Limner is pre-v1; security fixes target the main branch. Once v1.0.0 ships, this policy will name supported release lines.

Please report security issues privately — do not open a public issue.

• Preferred: GitHub private vulnerability reporting — Security → Report a vulnerability on vinsonconsulting/limner.
• Or email jim@vinson.org with [limner-security] in the subject.

Include the affected component (@limner/core / @limner/mcp / @limner/cma-tools), a description, reproduction steps, and impact. We aim to acknowledge within 5 business days and to agree a disclosure timeline with you.

Limner is self-deployed: you run it on your own Cloudflare account with your own API keys, so some of the security posture is the operator's responsibility.

• OAuth (D-RA-19). The v1 dogfood build still auto-approves any OAuth client (no consent screen) — a documented v1 limitation, not a defect. It is hardened mechanically: the issued scope is pinned to ['mcp'] (the client-requested scope is ignored, so a client cannot mint a broader-scoped token), and /authorize is rate-limited per caller.
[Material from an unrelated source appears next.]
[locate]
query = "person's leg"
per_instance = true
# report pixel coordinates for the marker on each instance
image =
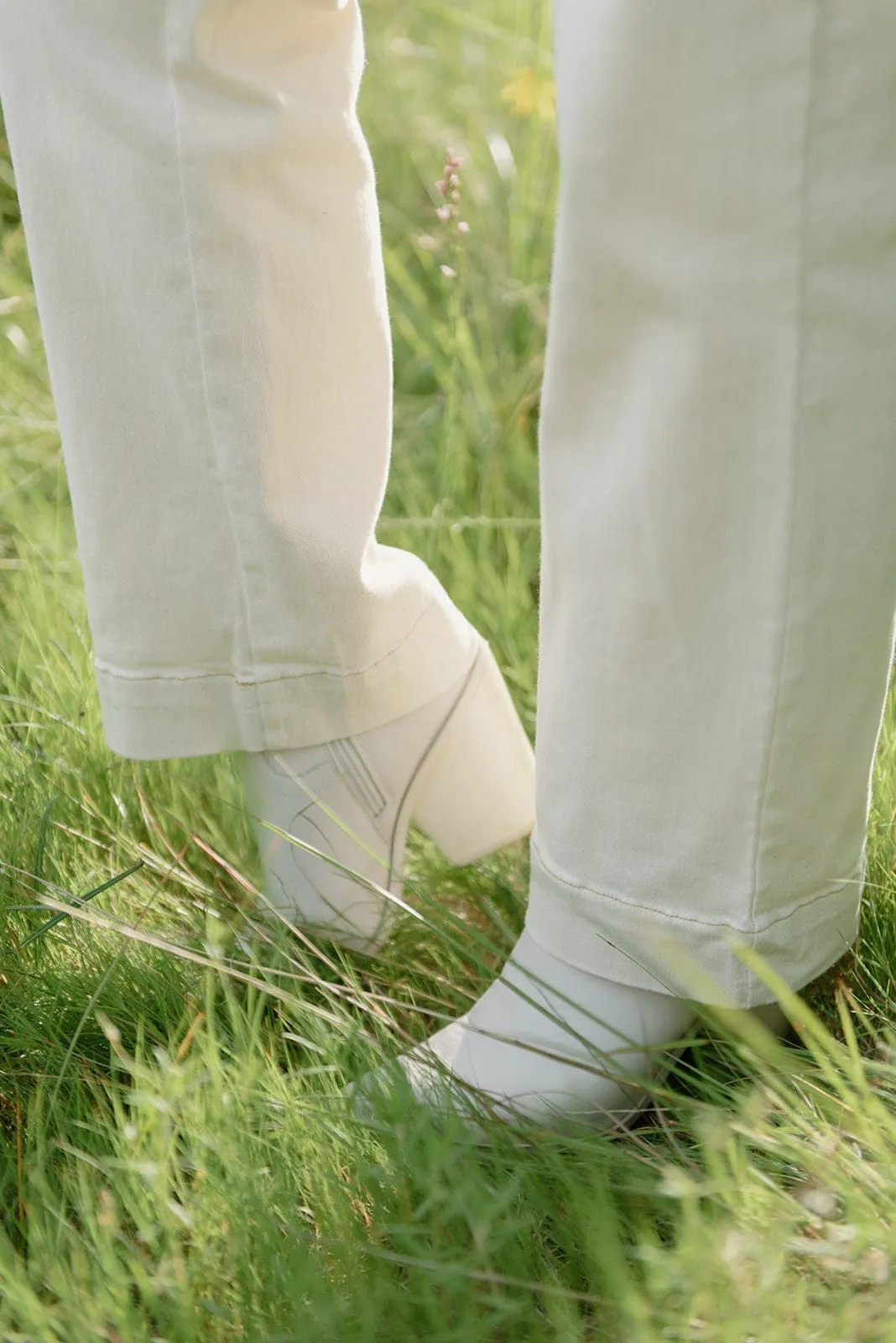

A real consent/authorization step is still required before exposing a deployment to untrusted clients (tracked for v1.0.x); until it lands, keep the endpoint un-advertised.
• Secrets are yours. Pipeline credentials (OPENAI_API_KEY, RECRAFT_API_KEY) live in Cloudflare Secrets, injected at deploy time; Limner never commits them to the repo or writes them to D1. Rotate on your own cadence.
• Resource identifiers are not secrets. The D1 database_id, KV id, and R2 bucket_name values in wrangler.toml are account-scoped resource identifiers, not credentials, and are safe to commit.
• Rate limiting (RT-1). The /mcp surface and the unauthenticated /authorize endpoint are metered per caller (RATE_LIMITER, 100 requests / 60s — keyed by bearer token, then client IP) and fail open if the binding is absent.
• Artifact retention (D-RA-20). Image artifacts in R2 are hard-deleted after 30 days by a scheduled sweep; do not treat R2 as durable storage.

WASM dependencies (Photon / jSquash / resvg for composition) are pinned via the lockfile; local persistence uses Node's built-in node:sqlite, so the runtime ships no native addons. If you believe a dependency vulnerability affects Limner, report it through the same private channel above.